Seek medical advice promptly

  • Positive pregnancy test with severe one-sided pelvic pain, dizziness, fainting, or shoulder-tip pain needs urgent assessment.
  • Heavy bleeding, fever, or severe abdominal pain during pregnancy should not be managed at home without professional guidance.
  • Do not start, stop, or change fertility medicines, diabetes medicines, hormonal treatments, or pain medicines without a clinician's advice.
  • If cycles are very irregular or absent, ask about earlier fertility evaluation rather than relying only on calendar timing.
  • If you have known endometriomas or prior ovarian surgery, discuss ovarian reserve and treatment sequencing before further surgery.

Tools & Assistance

  • Preconception visit with an obstetrician-gynecologist or reproductive endocrinologist
  • Cycle, ovulation, pain, and bleeding tracker to bring to appointments
  • Prenatal vitamin or folic acid plan reviewed by a healthcare professional
  • Metabolic screening for blood pressure, glucose, and lipids when clinically appropriate
  • Mental health support or infertility counseling for chronic stress and decision fatigue

FAQ

Can I get pregnant naturally with both PCOS and endometriosis?
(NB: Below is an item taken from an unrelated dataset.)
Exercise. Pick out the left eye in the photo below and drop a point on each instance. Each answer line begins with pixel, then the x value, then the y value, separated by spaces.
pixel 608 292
Yes, some people conceive naturally with both conditions. The likelihood depends on ovulation frequency, age, tubal function, ovarian reserve, endometriosis severity, sperm parameters, and other health factors.

Does pregnancy cure endometriosis?

No. Pregnancy may temporarily reduce symptoms for some people because menstruation and ovulation are suppressed, but endometriosis can persist and symptoms may return postpartum.

Is IVF always necessary?

Not always. Some people benefit from ovulation induction, timed intercourse, intrauterine insemination, surgery in selected cases, or expectant management. IVF may be recommended when multiple factors or severe disease are present.
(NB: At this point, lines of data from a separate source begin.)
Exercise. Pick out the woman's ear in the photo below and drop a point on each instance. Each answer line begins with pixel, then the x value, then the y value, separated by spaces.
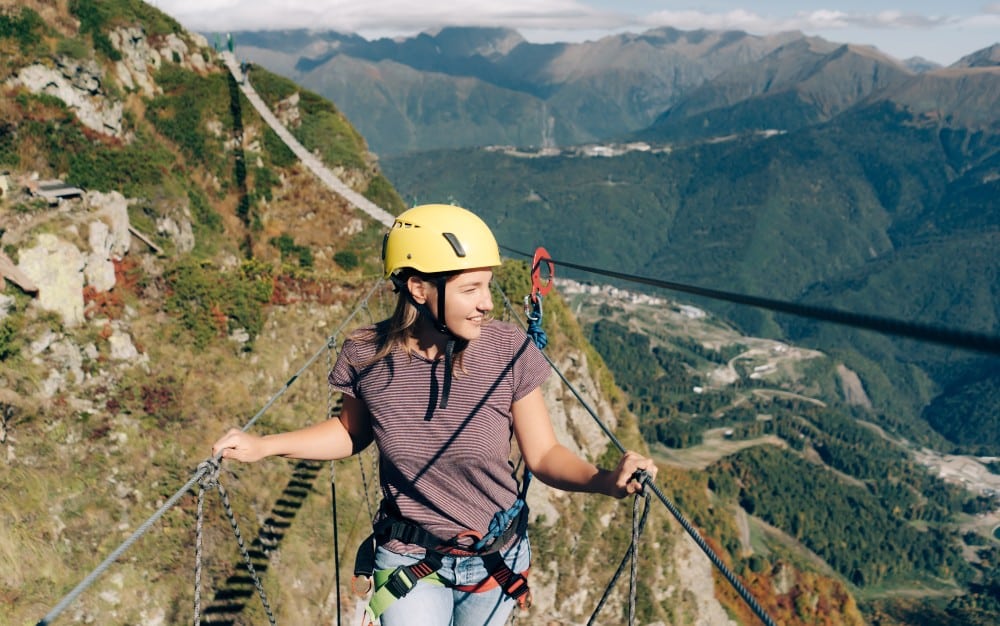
pixel 418 289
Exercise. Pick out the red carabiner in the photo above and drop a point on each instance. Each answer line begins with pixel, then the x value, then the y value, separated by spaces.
pixel 537 288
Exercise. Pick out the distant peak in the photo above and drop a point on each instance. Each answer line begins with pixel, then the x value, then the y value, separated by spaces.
pixel 987 57
pixel 472 40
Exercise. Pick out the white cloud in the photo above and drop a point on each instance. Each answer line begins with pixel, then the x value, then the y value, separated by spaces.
pixel 382 15
pixel 824 20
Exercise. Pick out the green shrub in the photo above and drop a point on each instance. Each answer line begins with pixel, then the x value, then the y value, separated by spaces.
pixel 10 337
pixel 210 303
pixel 73 48
pixel 346 259
pixel 383 194
pixel 26 28
pixel 286 244
pixel 181 113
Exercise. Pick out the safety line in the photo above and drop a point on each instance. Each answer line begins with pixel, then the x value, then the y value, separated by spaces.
pixel 735 582
pixel 949 337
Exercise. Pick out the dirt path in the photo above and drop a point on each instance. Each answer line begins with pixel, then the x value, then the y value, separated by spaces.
pixel 714 446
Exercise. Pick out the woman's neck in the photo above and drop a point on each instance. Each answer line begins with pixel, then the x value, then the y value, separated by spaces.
pixel 427 342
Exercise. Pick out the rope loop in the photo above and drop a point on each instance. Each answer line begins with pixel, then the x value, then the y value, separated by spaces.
pixel 533 311
pixel 208 473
Does PCOS make pregnancy high risk?

PCOS can be associated with higher risks such as gestational diabetes and hypertensive disorders, but risk varies. Early prenatal care and appropriate monitoring can help identify and manage complications.

When should I see a fertility specialist?

Consider earlier referral if you have irregular or absent periods, known endometriosis, severe pelvic pain, age 35 or older, prior pelvic surgery, suspected tubal disease, or difficulty conceiving after the recommended time frame.

Sources

  • World Health Organization — Polycystic ovary syndrome
  • Office on Women's Health — Polycystic ovary syndrome
  • PubMed Central — Polycystic Ovarian Syndrome and Endometriosis as Two Evil Twins in Obstructive Sleep Apnea and Infertility: A Narrative Review

Disclaimer

This article is for informational purposes only and does not replace medical advice, diagnosis, or treatment. Consult a qualified healthcare professional for personal guidance about PCOS, endometriosis, fertility, or pregnancy.